One important feature is its non-invasiveness. A second feature that makes MRI particularly attractive is its capability for multiplanar imaging. A third advantage of MRI is its excellent tissue-differentiating capabilities. A fourth advantage of MRI is its intrinsic sensitivity to flowing blood. Both arterial and venous abnormalities can be assessed by MRI [1].

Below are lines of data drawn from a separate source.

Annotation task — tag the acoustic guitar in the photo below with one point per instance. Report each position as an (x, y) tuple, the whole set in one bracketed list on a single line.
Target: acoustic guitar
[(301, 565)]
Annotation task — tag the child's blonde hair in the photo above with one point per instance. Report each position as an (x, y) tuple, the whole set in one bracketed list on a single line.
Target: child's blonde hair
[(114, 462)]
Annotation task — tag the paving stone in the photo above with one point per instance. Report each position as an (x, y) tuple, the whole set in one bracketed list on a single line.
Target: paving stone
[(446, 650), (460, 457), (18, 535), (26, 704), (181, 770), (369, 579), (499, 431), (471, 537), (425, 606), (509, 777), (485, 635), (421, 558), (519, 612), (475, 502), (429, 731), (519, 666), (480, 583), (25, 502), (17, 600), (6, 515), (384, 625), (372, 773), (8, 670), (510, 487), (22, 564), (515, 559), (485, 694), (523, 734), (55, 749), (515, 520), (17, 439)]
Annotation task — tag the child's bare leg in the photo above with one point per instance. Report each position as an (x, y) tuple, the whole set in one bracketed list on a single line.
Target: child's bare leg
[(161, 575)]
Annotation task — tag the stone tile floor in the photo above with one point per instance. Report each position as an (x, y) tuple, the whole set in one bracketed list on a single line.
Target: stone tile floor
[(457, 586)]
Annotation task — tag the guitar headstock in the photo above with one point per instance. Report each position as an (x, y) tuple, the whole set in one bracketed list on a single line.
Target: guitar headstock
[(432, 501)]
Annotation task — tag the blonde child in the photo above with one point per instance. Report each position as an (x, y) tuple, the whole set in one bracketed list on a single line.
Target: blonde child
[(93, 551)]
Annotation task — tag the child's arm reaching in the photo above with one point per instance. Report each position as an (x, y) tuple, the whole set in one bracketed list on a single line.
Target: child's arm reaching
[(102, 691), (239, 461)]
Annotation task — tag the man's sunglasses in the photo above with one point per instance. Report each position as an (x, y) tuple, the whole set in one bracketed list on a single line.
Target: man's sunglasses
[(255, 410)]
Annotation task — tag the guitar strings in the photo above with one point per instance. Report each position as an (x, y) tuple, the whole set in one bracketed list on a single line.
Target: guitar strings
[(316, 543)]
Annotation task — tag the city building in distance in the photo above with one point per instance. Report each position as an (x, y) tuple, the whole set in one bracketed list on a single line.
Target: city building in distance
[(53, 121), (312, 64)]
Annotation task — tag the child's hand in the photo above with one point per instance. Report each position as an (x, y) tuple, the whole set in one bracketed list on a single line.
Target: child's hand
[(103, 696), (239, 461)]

The indications for MRI for utero-ovarian lesions have expanded considerably over the past decade. The impetus behind these expanding indications is multifactorial. First, there has been widespread dissemination of MR hardware and software techniques that allow the routine acquisition of images with high spatial or temporal resolution. Second, the advent of minimally invasive therapies in the management of gynaecologic disorders has created a need for increased accuracy in the preoperative evaluation of these patients, Finally, in this era of cost containment, several studies have shown that the appropriate use of MR imaging in the diagnostic algorithm minimizes cost [2]. Some of the indications for MRI evaluation of the female genital tract are: infertility, congenital anomalies [3], ovarian and cervical lesions, pelvic inflammatory disease etc.
MRI of the adult female pelvis is a well-established tool in the evaluation of utero-ovarian lesions and is often used as a supplement to ultrasonography. The need for diagnostic surgical intervention has largely been eclipsed with the advent of MRI, which has become the imaging modality of choice for characterization of congenital Mullerian anomalies [4].
MRI is gaining momentum for staging gynaecologic malignancies. Ovarian cancer is the second most common pelvic tumour and the leading cause of death from gynaecologic malignancy. In patients with ovarian cancer, MRI determination of disease extent helps treatment planning either as a surgical roadmap or to identify non resectable patients. MRI staging is adjunct to clinical and surgical staging in women with cervical or endometrial cancer, respectively [5,6].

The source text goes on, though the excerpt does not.